9. Aeneid 2.682-6 Given the above sightings of this Julian Star, if we look back to section 5 to the omen oblativom in book 2 and consider the name of the boy on whose head the flame appears, and the repeated association of the Julian Star with fire or flame, (Horace, Odes 1.12, 47; Aeneid 2.694; 5.525, 526; 8.680; 10.270, 271, 273), it is at least a possibility that the fire playing round the head of lulus at this critical moment in the history of the gens lulia was meant by Virgil to be seen as a precursor of the Julian Star, and was so perceived by contemporary readers.
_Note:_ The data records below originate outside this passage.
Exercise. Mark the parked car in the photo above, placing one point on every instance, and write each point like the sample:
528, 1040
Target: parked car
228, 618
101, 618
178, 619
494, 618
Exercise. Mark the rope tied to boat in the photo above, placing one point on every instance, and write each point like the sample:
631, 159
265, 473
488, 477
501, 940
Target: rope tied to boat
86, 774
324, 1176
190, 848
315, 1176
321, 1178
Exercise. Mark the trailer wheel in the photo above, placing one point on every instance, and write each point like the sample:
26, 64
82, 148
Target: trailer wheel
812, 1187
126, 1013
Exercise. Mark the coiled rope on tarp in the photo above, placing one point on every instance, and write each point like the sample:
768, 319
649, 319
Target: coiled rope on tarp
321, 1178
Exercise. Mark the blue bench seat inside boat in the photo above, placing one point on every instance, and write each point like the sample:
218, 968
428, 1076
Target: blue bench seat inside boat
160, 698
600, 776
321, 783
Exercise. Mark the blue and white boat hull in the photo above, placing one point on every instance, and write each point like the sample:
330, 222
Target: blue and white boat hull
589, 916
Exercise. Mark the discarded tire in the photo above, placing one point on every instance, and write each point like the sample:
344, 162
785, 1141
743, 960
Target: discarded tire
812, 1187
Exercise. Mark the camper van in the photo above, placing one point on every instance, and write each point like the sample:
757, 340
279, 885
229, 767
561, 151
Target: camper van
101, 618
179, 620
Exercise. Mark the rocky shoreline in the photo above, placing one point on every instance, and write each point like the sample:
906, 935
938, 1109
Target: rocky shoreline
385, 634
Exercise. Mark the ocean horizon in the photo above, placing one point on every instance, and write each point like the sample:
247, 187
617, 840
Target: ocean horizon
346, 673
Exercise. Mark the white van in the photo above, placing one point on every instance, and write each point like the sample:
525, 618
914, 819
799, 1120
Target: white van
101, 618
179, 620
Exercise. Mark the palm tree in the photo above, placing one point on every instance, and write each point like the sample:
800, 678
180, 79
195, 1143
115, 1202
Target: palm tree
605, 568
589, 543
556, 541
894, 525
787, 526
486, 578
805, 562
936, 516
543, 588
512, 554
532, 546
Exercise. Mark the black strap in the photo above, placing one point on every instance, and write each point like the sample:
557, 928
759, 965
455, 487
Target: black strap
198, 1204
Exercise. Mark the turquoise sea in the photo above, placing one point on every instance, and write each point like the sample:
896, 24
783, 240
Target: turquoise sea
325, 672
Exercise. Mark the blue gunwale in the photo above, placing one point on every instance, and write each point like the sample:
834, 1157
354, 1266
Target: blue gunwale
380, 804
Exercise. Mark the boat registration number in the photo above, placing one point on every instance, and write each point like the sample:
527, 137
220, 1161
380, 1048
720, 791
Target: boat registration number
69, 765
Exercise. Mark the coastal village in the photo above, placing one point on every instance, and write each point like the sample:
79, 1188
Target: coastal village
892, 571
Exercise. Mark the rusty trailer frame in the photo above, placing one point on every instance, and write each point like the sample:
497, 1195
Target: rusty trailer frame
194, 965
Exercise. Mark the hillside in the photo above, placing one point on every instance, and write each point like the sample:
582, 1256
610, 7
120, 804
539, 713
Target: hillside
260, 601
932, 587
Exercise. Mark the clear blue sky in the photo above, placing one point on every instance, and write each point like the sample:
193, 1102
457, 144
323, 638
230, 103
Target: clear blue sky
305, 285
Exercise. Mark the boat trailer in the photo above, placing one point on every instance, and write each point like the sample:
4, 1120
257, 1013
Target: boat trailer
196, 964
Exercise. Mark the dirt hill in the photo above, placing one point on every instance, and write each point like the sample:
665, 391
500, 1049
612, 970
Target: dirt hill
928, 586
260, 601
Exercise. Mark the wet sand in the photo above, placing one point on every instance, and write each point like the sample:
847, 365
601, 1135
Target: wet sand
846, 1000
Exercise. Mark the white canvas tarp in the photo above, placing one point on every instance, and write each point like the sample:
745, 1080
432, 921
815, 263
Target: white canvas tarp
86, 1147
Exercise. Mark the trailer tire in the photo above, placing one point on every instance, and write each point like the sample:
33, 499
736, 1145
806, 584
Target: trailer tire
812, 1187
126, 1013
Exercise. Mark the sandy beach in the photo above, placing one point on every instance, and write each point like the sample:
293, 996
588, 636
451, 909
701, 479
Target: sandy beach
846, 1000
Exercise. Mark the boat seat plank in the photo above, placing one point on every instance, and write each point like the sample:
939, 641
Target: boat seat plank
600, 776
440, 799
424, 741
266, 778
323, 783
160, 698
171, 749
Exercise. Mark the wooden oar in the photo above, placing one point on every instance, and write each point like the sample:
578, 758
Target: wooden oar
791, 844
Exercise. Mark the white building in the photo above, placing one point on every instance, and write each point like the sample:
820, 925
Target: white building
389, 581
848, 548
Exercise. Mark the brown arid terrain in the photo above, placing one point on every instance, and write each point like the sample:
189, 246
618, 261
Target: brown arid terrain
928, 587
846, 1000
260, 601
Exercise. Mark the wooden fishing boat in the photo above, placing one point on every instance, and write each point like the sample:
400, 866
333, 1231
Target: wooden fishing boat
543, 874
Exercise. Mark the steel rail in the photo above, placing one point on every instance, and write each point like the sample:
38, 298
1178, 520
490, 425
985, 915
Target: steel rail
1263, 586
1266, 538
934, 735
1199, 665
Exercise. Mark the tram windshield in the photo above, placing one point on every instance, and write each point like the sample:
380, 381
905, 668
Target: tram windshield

The fire, note, sanctos ignis (2.686) is holy, like the star, sanctum sidus (2.700).

CONCLUSION

If this paper is right, the lulium sidus will have appeared in the Aeneid on the head of Aeneas' son lulus and immediately afterwards in the sky in order to persuade his father Anchises to leave Troy; when Aeneas was celebrating the memory of his father and founding a city for his people at Segesta; when Aeneas returns to rescue his stricken people; above the head of Romulus; and finally above the head of Augustus at Actium. It all hangs together.